Best friends Thelma (Davis) and Louise (Sarandon) get away for a much-needed weekend away from their difficult home and work lives but wind up as criminals on a cross-country run from the law.   Thelma and Louise isn't simply about this physical journey, but how both women are transformed by their crimes and embrace a life they didn't expect to experience.   Parts of Thelma and Louise are formula while others stand out as original slices of life and character development.   

Thelma and Louise endure life as waitresses and more challenging personal lives.  Thelma's husband Darryl (McDonald) is an impossible prick to live with, while Louise's boyfriend Jimmy (Madsen) is a nicer guy, but doesn't want to marry her.  Louise also is a previous victim of rape from when she lived in Texas, and this memory haunts her to the point that when she wants to escape to Mexico, she wants to avoid traveling through the state.  The pair sits down for a night out on the town at a local bar, Thelma gets tipsy and dances all night with a handsome guy who soon attempts to rape her.  Louise, likely triggered by her past rape, shoots the creep dead and flees with Thelma.  

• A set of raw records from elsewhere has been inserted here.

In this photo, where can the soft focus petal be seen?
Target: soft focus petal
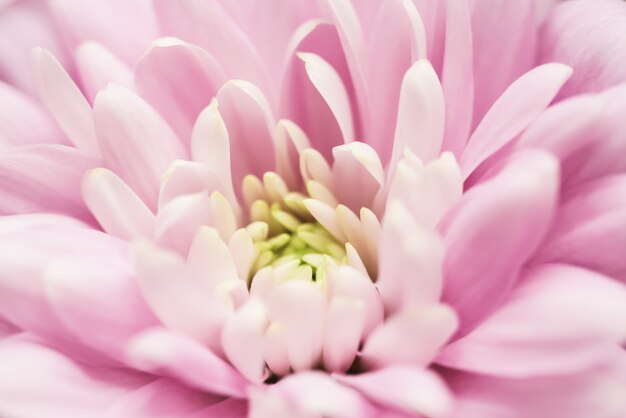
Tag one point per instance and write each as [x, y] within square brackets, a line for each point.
[588, 36]
[495, 228]
[44, 178]
[541, 329]
[37, 381]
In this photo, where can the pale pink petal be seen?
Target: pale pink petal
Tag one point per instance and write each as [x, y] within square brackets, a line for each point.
[412, 336]
[457, 76]
[126, 127]
[206, 24]
[587, 36]
[391, 50]
[184, 301]
[179, 80]
[309, 394]
[250, 127]
[411, 262]
[329, 84]
[106, 299]
[295, 303]
[55, 384]
[64, 100]
[542, 329]
[25, 25]
[97, 67]
[163, 398]
[126, 29]
[30, 249]
[242, 339]
[421, 114]
[357, 173]
[512, 112]
[44, 178]
[589, 229]
[115, 206]
[495, 228]
[411, 389]
[304, 102]
[158, 351]
[23, 121]
[566, 127]
[504, 36]
[597, 393]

The two don't report the killing to the police because they believe their story of self-defense would be dismissed and Thelma would be blamed for being drunk and amorous with the would-be rapist.   Further events snowball with an Arkansas police detective (Keitel), who empathizes with the pair and doesn't want to see the matter escalate further than it already has.  Along the way, Thelma and Louise meet handsome drifter JD (Pitt-in his breakthrough film role) whose charm and looks seduce Thelma with devastating consequences.   Plus, he brings Thelma sexual joy in ways the insufferable Darryl couldn't even imagine.  

Some sections of Thelma and Louise drag, almost acting as a five-minute break before the action begins rolling again, but Thelma and Louise isn't an action picture, but an elevation of the road/buddy genre.  Davis's Thelma undergoes the most changes as the movie moves on to its famous climax.  When we first meet her, she is so terrified of Darryl that she leaves him a note telling him she's leaving for the weekend.  As Thelma and Louise drive through the Arizona desert, we see a more hardened Thelma looking for trouble, or a reason to unleash her rage on a society that keeps women like her down.   She catches up to where Louise was at the start of the trip: angry, suspicious, and tough.  When she shoots Thelma's rapist, we sense she was looking for an opportunity to use the gun on someone who did to Thelma what was done to her in Texas years ago.  

Callie Khouri's Oscar-winning screenplay, however, doesn't simply turn Thelma and Louise into an anti-male movie because Keitel's Hal genuinely cares about saving the two women before less-sympathetic lawmen catch them.   Even while Thelma and Louise drive off the cliff and into the Grand Canyon as a final middle finger to the men trying to capture them, Hal still tries to save them which, at that point, was from themselves.